Cautioning the bully before a termination
In recent years, employers have become sensitized to issues of harassment in the workplace. Labour standards have begun to require employers to investigate and deal with harassment issues. When dealing with bullying and abusive employees, however, employers must remember that other than in the most exceptional circumstances, cautioning the employee and giving them a chance to reform is important.
If an employer wants to take the position that there is just cause for the termination and that no severance is owed, a clear warning that the behaviour is unacceptable and endangering the employment relationship is required.
Bill worked as a supervisor for a pipeline construction company for 12 years, supervising up to 20 drivers. He worked with but did not supervise three female office staff.
Bill’s son worked for the company and despite having a wife and child at home, got into the habit of spending a lot of time drinking with two of the female employees, one of whom was a part owner and daughter of a principle of the company. This made Bill angry but instead of blaming his son for his own behaviour, he decided it was the female office staff that was leading his good boy astray.

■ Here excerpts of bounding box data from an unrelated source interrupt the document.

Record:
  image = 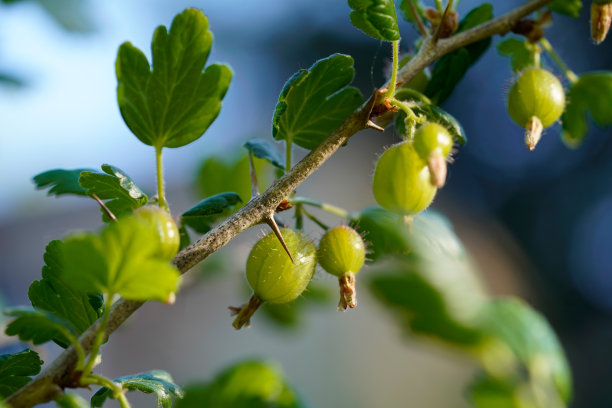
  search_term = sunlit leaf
[0,349,43,398]
[348,0,400,41]
[116,9,232,147]
[91,370,183,408]
[272,54,363,149]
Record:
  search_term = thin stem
[387,40,399,98]
[81,374,131,408]
[540,37,578,84]
[83,293,113,375]
[290,197,349,218]
[302,208,329,231]
[408,0,429,37]
[285,140,293,173]
[155,146,168,210]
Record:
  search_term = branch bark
[6,0,552,408]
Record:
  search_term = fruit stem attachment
[525,116,544,150]
[386,40,400,98]
[289,197,349,218]
[155,146,168,211]
[540,37,578,84]
[338,272,357,311]
[83,293,114,376]
[266,213,295,263]
[230,295,263,330]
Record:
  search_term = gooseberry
[508,68,565,150]
[317,225,365,310]
[134,205,181,261]
[232,228,317,329]
[372,141,437,215]
[413,122,453,188]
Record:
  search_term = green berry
[372,141,437,215]
[246,228,317,303]
[317,225,365,276]
[508,68,565,128]
[414,122,453,161]
[134,205,181,261]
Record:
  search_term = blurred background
[0,0,612,408]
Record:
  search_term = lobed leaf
[62,217,179,301]
[32,169,94,196]
[364,208,487,346]
[177,360,303,408]
[0,349,43,398]
[272,54,363,149]
[348,0,400,41]
[243,137,285,170]
[181,192,242,234]
[4,308,78,344]
[116,9,232,148]
[548,0,582,18]
[497,38,538,72]
[480,298,572,402]
[561,71,612,147]
[91,370,183,408]
[28,240,103,348]
[79,164,149,222]
[425,3,493,105]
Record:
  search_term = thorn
[266,213,295,263]
[366,119,385,132]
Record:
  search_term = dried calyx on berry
[317,225,365,310]
[230,228,317,329]
[508,68,565,150]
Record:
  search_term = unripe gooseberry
[134,205,181,261]
[413,122,453,188]
[317,225,365,310]
[372,141,437,215]
[233,228,317,329]
[508,68,565,150]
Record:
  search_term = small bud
[427,149,447,188]
[591,2,612,44]
[525,116,544,150]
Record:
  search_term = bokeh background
[0,0,612,408]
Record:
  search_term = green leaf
[272,54,363,149]
[4,308,78,344]
[79,164,149,222]
[243,137,285,170]
[395,88,467,146]
[181,192,242,234]
[32,169,95,196]
[55,393,90,408]
[28,240,102,348]
[62,217,179,301]
[348,0,400,41]
[400,0,425,29]
[561,71,612,147]
[425,3,493,105]
[116,9,232,148]
[91,370,183,408]
[480,298,572,402]
[548,0,582,18]
[467,373,520,408]
[497,38,538,72]
[358,209,487,346]
[0,349,43,398]
[176,360,303,408]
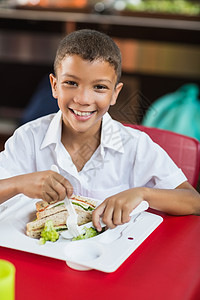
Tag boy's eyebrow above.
[61,73,79,79]
[61,73,112,83]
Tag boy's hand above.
[17,171,73,203]
[92,188,144,231]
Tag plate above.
[0,195,163,273]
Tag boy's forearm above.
[142,183,200,215]
[0,176,20,203]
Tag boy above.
[0,30,200,230]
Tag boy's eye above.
[94,84,108,90]
[65,80,78,86]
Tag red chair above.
[124,124,200,188]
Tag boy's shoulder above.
[18,113,56,131]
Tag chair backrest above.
[124,124,200,188]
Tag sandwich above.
[26,195,97,238]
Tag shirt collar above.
[41,110,124,154]
[40,110,62,149]
[101,113,124,153]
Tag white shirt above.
[0,111,187,200]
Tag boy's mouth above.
[69,108,95,117]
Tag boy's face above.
[50,55,123,132]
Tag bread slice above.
[26,207,92,238]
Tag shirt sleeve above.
[0,127,35,179]
[133,132,187,189]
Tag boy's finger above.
[92,202,105,232]
[52,173,73,199]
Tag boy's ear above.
[49,73,58,99]
[110,82,123,105]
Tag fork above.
[51,165,81,237]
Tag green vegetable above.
[72,226,102,241]
[39,220,59,245]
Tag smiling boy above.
[0,30,200,230]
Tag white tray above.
[0,196,163,272]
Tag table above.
[0,214,200,300]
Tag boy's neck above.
[61,119,101,171]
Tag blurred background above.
[0,0,200,150]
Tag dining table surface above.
[0,212,200,300]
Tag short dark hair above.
[54,29,121,82]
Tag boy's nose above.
[74,89,92,105]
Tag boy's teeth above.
[73,109,92,116]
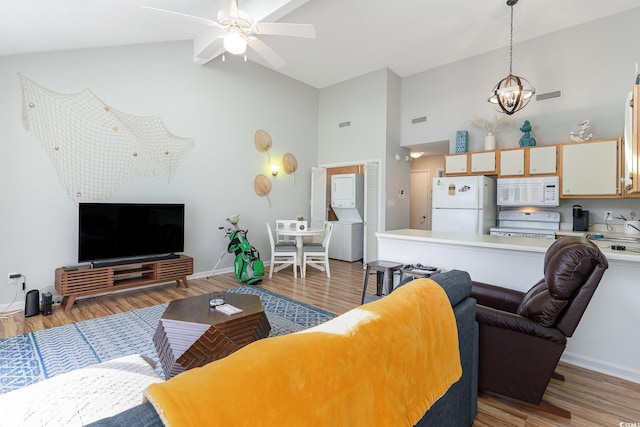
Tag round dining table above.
[276,228,324,271]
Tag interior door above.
[409,171,431,230]
[309,167,327,228]
[362,162,380,266]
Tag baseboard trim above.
[560,351,640,384]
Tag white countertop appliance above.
[329,173,364,262]
[490,210,560,239]
[497,176,560,206]
[431,176,496,234]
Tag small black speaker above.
[41,292,53,316]
[24,289,40,317]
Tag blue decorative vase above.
[456,130,469,153]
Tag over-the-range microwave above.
[497,176,560,206]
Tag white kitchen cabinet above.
[498,145,558,177]
[470,151,496,175]
[499,148,525,176]
[444,153,468,175]
[560,139,620,197]
[529,145,558,175]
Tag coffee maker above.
[573,205,589,231]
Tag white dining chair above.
[267,222,298,278]
[276,219,297,246]
[300,222,333,279]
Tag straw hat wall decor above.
[253,129,272,163]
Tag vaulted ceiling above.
[0,0,640,88]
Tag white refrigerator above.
[431,176,496,234]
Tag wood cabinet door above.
[499,148,524,176]
[529,145,558,175]
[560,139,620,197]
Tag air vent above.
[536,90,562,101]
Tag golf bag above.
[227,230,264,285]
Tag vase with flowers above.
[471,114,509,151]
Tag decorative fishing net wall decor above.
[18,75,195,203]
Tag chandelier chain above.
[509,4,513,75]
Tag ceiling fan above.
[142,0,316,68]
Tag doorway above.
[311,161,381,265]
[409,170,431,230]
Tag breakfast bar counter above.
[376,229,640,383]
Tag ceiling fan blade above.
[221,0,239,18]
[248,37,286,68]
[193,28,224,64]
[140,6,220,27]
[255,22,316,39]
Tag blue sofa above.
[416,270,478,427]
[91,270,478,427]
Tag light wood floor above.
[0,260,640,427]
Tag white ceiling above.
[0,0,640,88]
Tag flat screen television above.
[78,203,184,262]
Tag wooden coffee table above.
[153,293,271,379]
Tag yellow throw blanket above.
[145,279,462,427]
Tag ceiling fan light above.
[223,28,247,55]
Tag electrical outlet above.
[7,273,23,285]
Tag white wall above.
[385,70,411,230]
[401,8,640,152]
[0,42,318,311]
[318,70,387,167]
[318,69,409,230]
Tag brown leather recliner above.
[471,237,609,416]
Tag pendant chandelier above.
[488,0,536,115]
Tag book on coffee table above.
[216,304,242,314]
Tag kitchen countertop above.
[376,229,640,262]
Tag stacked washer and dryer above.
[329,173,364,262]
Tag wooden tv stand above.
[55,255,193,311]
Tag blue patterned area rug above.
[0,286,335,394]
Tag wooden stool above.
[362,260,403,304]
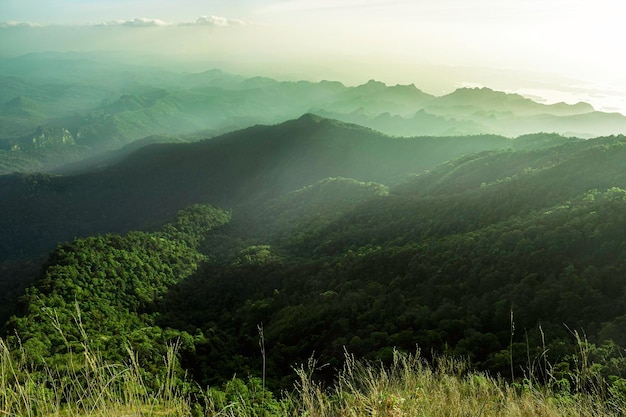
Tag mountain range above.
[0,53,626,173]
[0,55,626,395]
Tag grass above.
[0,332,626,417]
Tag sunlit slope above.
[0,53,626,173]
[0,115,511,257]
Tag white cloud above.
[181,16,246,27]
[96,17,172,27]
[0,22,41,29]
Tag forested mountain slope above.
[7,127,626,390]
[0,53,626,174]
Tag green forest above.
[0,55,626,417]
[4,117,626,412]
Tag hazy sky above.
[0,0,626,109]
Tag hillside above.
[0,115,626,404]
[0,53,626,174]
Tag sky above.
[0,0,626,113]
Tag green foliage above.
[8,206,229,371]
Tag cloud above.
[0,16,246,29]
[0,22,41,29]
[180,16,246,27]
[95,17,172,28]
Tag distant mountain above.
[0,53,626,174]
[0,127,626,389]
[0,114,532,264]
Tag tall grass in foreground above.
[0,339,189,417]
[0,339,626,417]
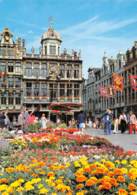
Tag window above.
[15,94,21,105]
[33,67,39,77]
[8,77,14,87]
[60,64,65,78]
[8,66,14,72]
[8,93,14,105]
[60,84,65,97]
[25,67,32,77]
[1,92,7,105]
[67,65,72,78]
[50,45,56,55]
[26,83,32,96]
[15,78,21,88]
[45,46,47,55]
[49,84,58,102]
[74,84,80,97]
[40,64,47,78]
[41,83,47,96]
[74,65,79,78]
[67,84,72,97]
[33,83,39,96]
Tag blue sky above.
[0,0,137,77]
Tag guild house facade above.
[0,27,82,119]
[83,41,137,117]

Bill got into the nasty habit of referring to the women in the office with the word used to describe a female dog. He would rarely use that word without a descriptive swear word to go with it. He never used this language to their face, but routinely used it while referring to them in front of employees who reported to him.
Eventually, word got back to the female office staff and they started to complain.
Bill was also in the habit of being abusive and bullying with the boss’s daughter. Eventually, she confronted Bill and told him she was fully aware of the kind of language he was using to describe her and her female colleagues and told him it had to stop.
When that did not have the desired effect on Bill, she got her father involved, the president of the company. The president did not work on site and had never dealt with Bill directly in his 12 years of employment. In the spring of Bill’s twelfth year, the boss called Bill, talked to him about the behaviour and told him that if he did not stop calling the girls names, he would lose his job and that in order to keep his job he had to apologize.
Apparently Bill was impressed enough by the fact that the president had talked to him directly for the first time in 12 years that he did apologize and the name-calling ceased.
Throughout Bill’s 12 years of experience, he was employed in a series of short term contracts as each project started and stopped. Even though Bill did lay off the name-calling, the president had decided he wasn’t going to hire Bill for the next project. Between projects, however, Bill’s son was in an accident that left him severely disabled and on compassionate grounds, he hired Bill for the next project. Bill, however, seemed incapable of keeping his mouth shut. In a meeting with the boss’s son before the next project started, he complained that one of the female office staff, not the boss’s daughter, had given his son a sexually transmitted disease. It took some time, but the son eventually reported this comment to his father. When the president found out, Bill was terminated and given no severance pay. The employer took the position that it had just cause.
At trial, the judge found that the Bill had engaged in repeated name-calling, bullying and aggressive behaviour over an extended period of time. The judge found that the name-calling amounted to sexual harassment.
It was important to the judge, as it should have been, that Bill had been clearly warned that his continued abusive behaviour would result in termination of his employment.
What the employer did right was warn Bill directly and clearly that he was endangering his job by his behaviour. An employer can stack up as many witnesses it wants and as long a history of bullying as can be imagined but except in the most outrageous of circumstances, without a warning, a termination is going to be followed by a severance package.